Newly appointed de facto Defense Minister Luis Fernando López denied that has troops had “fired a single bullet.”
The blockade of the Senkata plant, run by state company YPFB, has caused fuel shortages in La Paz, and cut-backs in public transport. The hydrocarbons minister, Víctor Hugo Zamora, also appointed by the new de facto regime, appeared to justify the violence, saying, “Except for use of the gas, we seek to avoid aggression.” (Excepto el uso de gases, pedimos que se evite la agresión.) (Pagina12, Argentina, Nov. 21; Pagina12, InfoBae, Argentina, Ambito, Argentina, EuropaPress, Spain, Nov. 19; Eju!, Santa Cruz, Nov. 15)
Tensions have been mounting in El Alto, a stronghold of support for Evo Morales. The night before the clash at Senkata, presumed Morales supporters set fire to the city’s municipal building and the home of Mayor Soledad Chapetón, an Aymara woman elected in 2015 as El Alto’s first female mayor—but with the opposition Unidad Nacional party. (La Razón, La Paz, Nov. 19; Pagina Siete, La Paz, Nov. 16) After the blockade was broken at Senkata, El Alto’s Federation of Neighborhood Committees (FEJUVE) announced an occupation of Bolivia’s international airport, which is in the city. (Los Tiempos, Cochabamba, Nov. 20)
Several other protests demanding Morales’ reinstatement have been reported from across Bolivia. Campesinos blocked the main road through Cornelio Saavedra province of Potosí department for several days, halting all traffic to the southern city of Sucre. They agreed to lift the blockade Nov. 20, pending outcome of a regional campesino assembly to decide on the proper tactics to press their demands. (Correo del Sur, Sucre, Nov. 20)

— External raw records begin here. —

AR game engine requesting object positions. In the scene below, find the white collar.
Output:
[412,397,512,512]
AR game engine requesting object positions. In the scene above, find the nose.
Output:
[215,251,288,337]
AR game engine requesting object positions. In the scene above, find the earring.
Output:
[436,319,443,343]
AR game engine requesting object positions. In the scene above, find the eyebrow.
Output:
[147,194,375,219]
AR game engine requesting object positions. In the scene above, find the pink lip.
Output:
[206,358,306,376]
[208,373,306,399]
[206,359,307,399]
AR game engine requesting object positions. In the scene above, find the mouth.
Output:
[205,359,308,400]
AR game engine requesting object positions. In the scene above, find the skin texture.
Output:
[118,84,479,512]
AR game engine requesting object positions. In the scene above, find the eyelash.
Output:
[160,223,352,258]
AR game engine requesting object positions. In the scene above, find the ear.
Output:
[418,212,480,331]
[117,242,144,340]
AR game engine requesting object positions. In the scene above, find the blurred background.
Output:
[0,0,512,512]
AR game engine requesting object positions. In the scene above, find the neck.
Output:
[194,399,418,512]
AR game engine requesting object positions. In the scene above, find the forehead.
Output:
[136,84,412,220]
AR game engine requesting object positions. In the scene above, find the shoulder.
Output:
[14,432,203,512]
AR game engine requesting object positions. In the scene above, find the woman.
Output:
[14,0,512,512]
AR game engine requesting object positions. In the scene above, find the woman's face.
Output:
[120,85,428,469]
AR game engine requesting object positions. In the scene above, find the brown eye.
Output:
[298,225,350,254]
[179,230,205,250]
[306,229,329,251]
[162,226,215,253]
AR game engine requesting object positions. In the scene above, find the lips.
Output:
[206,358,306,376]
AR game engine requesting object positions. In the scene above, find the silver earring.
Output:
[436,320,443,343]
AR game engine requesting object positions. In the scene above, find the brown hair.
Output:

De facto interim president Jeanine Añez on Nov. 20 submitted a bill calling for new elections, although an actual date for new polls was not included in the proposal. The bill calls for a “credible and professional” election body “in order to pacify the country and redirect democratic institutionality.” Even after the resignation of several of his supporters following the transfer of power on Nov. 10, Morales’ Movement Toward Socialism (MAS) continues to hold a majority in both houses of the Plurinational Legislative Assembly. However, the MAS appears itself divided on whether to accede to new elections.
In response to the violence in El Alto, MAS lawmaker Monica Eva Copa Murga called on both the military and supporters of her own party to demobilize. “We do not want more deaths, we do not want more blood,” she said, flanked by other MAS lawmakers. (Reuters, AP, Nov. 20; Reuters, Nov. 19)
From Mexican exile, Morales invoked Añez and two of his key opponents in a tweet (our translation): “The dictatorship of Áñez, Camacho and Mesa has already caused 30 deaths and dozens of injuries in repression by the Police and Armed Forces. I have called upon the CIDH [Inter-American Human Rights Commission] and the UN to denounce and stop this massacre of indigenous brothers who ask for peace, democracy and respect for life in the streets.”
The Defensoría del Pueblo (still led by Morales appointee Nadia Cruz) maintains a count on its website of deaths in the conflict, now standing at 32—but since the contested elections of Oct. 21, not since the removal of Morales on Nov. 10.